At this point he was weeks away from his second replacement surgery and we were concerned that another round of general anesthesia would absolutely nuke his brain. My aunt had scheduled a visit to coincide with my sister’s and the four of us - my dad’s wife, his sister, and his kids - decided to have a come-to-Jesus with him about our concerns.
He was affable and joked about his memory lapses and agreed to undergo neurological tests if that’s what his wife wanted. He had his other shoulder replaced and returned to his new normal. He underwent testing and by winter the question had an answer — Lewy body dementia. The prognosis was six months to six years. They sold his truck, most of his tools, offloaded anything that wasn’t physically or emotionally essential and moved back to Arizona where the weather posed few risks and elder care is a focus.
My marriage ended a few weeks later.
I entered the code I’d been given and stepped into the hallway ringing the facility. Dad was sitting in a chair at the first turn. I sat down next him and said hello. He didn’t recognize or acknowledge me but he wasn’t agitated by my presence. Words tumbled out of him but nothing made sense. He tapped my leg firmly with the back of his right hand before gesturing to his left and said, “let’s go.”
That loss of language was what I struggled with the most that first day as I followed my dad down the hallway, around and around the building. My dad’s brilliance — his card-catalog brain full of interesting trivia, insights, perspectives, his amusement and adoration of people in all of their flawed glory — was shattered, leaving only glints of light reflecting on the scattered shards.

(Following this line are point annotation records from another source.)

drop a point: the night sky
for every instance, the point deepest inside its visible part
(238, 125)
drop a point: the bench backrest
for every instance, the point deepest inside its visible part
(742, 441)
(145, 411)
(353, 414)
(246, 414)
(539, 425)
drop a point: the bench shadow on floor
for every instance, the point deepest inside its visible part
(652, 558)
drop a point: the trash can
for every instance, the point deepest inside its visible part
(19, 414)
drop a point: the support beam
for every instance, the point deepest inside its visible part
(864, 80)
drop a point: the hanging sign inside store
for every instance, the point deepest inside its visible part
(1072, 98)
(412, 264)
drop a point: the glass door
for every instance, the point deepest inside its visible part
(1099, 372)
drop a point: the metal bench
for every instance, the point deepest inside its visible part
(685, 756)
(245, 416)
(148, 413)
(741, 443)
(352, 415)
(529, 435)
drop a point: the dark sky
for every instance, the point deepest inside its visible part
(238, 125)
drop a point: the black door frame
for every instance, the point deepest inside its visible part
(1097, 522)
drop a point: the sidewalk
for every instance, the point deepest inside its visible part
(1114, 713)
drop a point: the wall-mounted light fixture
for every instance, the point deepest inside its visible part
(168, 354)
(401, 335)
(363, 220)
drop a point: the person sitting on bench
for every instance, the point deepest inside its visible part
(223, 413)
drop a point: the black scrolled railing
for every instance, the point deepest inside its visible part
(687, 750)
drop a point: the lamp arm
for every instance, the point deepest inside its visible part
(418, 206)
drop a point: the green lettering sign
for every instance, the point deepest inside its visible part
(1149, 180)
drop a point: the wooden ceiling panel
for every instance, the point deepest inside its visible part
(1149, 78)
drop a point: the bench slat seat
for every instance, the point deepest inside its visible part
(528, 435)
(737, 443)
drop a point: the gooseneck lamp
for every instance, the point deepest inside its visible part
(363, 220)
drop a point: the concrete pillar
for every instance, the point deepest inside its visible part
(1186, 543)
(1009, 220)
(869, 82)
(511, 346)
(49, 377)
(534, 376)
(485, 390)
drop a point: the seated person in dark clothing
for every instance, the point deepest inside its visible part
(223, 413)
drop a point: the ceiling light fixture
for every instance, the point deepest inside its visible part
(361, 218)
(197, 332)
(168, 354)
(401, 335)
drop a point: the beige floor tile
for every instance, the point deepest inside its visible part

His feet dragged a bit as he walked a step ahead of me, quickly but unsteadily, upright but slumped. I reached out and put my hand on his shoulder and said, “I love you, Dad.”
“I love you, too,” he said without turning.
I wasn’t surprised that my dad agreed to come to therapy with me. After all, he’d spent a significant chunk of my childhood attending 12-Step meetings, volunteering on the suicide hotline and working on a Master’s in counseling that he almost finished.
He was in town for a visit and I thought it might give me the structure to talk to him about things I had never known how to. And it did. I told him how much I needed him when I was a kid. How much I needed him as an adult. How I accepted him for who he is and forgave him and myself for our respective mistakes. How much I appreciated what he did for me despite his limitations.
He sat there, mostly quiet until the therapist said, “Is there something you’d like to say to Neal?”
“He’s a better dad than I was,” he said.
Something in me broke. The tsunami of tears came on so fast and hard that I my breath was crushed and swept out to sea.
I hugged my Dad, kissed him on his head and told him that I’d be back to see him. I immediately felt guilty because I didn’t want to come back. I didn’t want him to be there to come back to. My dream was that his body would fail quickly, that I’d get a call that Stephen Lowry Taflinger passed peacefully in his sleep and I could mourn his body the way I’ve been mourning his mind.
He used to joke about wanting to be taken into a field and shot if he ever lost the plot. That he wanted us to put him on an ice floe and push him out to sea. He didn’t want this. I don’t want this.
I want my Dad. I fucking need him. I want to ask him how the fuck I’m supposed to do this on my own? How the fuck do I do this with someone else? I want him to see me happy. I want to figure out how to have a family.
But what does it fucking matter what any of us want? Steve’s left the building. I got more closure with him than a lot of people get with their parents and I am thankful for that. All I can do now is throw him a bigger party than he’d ever allow himself to feel deserving of. And make sure that one day I can look at my son and say, “he’s a better dad than I was.”